5. Dès lors, il y a lieu d’enjoindre à l’association Reso PME de libérer les locaux d’une superficie de 103 m2 qu’elle occupe illégalement sur le domaine public dans le bâtiment voyageurs de la gare de Chaville-Vélizy, dans lesquels est exploitée une activité de « coworking » sous l’enseigne Business Open Spaces, et de remettre à la SA SNCF Gares et Connexions le registre de sécurité et les clefs de ces locaux, dans un délai de sept jours à compter de la notification de la présente ordonnance. Faute de libération des lieux dans ce délai, les sociétés SNCF Gares et Connexions et Retail et Connexions pourront poursuivre l’expulsion de l’association Reso PME, y compris avec le concours de la force publique. A ce stade, il n’y a pas lieu d’assortir cette injonction d’une astreinte.

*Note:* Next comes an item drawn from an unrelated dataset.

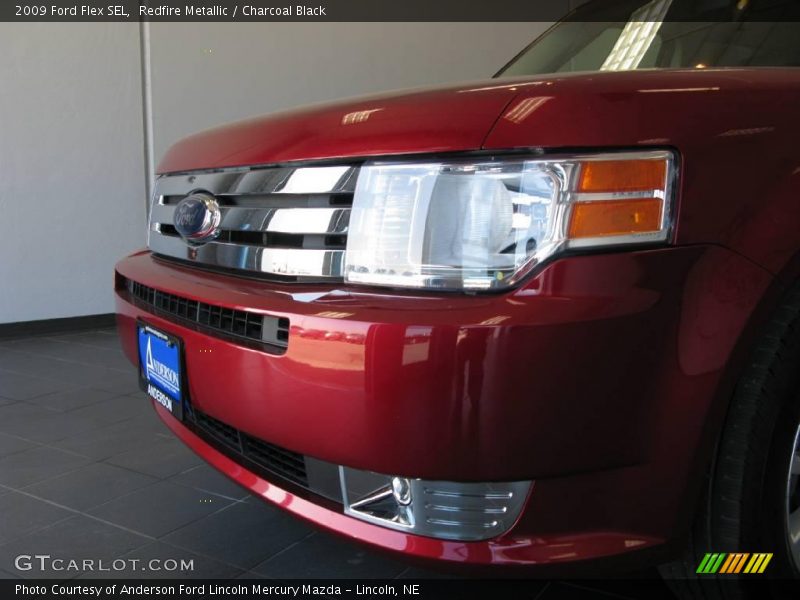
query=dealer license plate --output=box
[137,322,183,419]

Sur les frais liés à l’instance :
6. Dans les circonstances de l’espèce, il y a lieu de mettre à la charge de l’association Reso PME la somme de 1 000 euros à verser aux sociétés requérantes au titre de l’article L. 761-1 du code de justice administrative.
O R D O N N E :
Article 1er : Il est enjoint à l’association Reso PME de libérer les locaux qu’elle occupe sans droits ni titre dans le bâtiment voyageurs de la gare de Chaville-Vélizy, située sur le territoire de la commune de Viroflay (Yvelines), dans lesquels est exploitée une activité de « coworking » sous l’enseigne Business Open Spaces et de remettre à la société SNCF Gares et Connexions le registre de sécurité et les clefs de ces locaux, dans un délai de sept jours à compter de la date de notification de la présente ordonnance. Faute de libération des lieux dans ce délai, les sociétés SNCF Gares et Connexions et Retail et Connexions pourront poursuivre l’expulsion de l’association Reso PME, y compris avec le concours de la force publique.
Article 2 : L’association Reso PME versera la somme de 1 000 euros aux sociétés SNCF Gares et Connexions et Retail et Connexions au titre de l’article L. 761-1 du code de justice administrative.
Article 3 : La présente ordonnance sera notifiée à la SA SNCF Gares et connexions, à la SAS Retail et Connexions et à l’association Reso PME.
Fait à Versailles, le 5 septembre 2025.
Le juge des référés,
signé
B. Maitre
La République mande et ordonne au préfet des Yvelines en ce qui le concerne ou à tous commissaires de justice à ce requis en ce qui concerne les voies de droit commun, contre les parties privées, de pourvoir à l’exécution de la présente décision.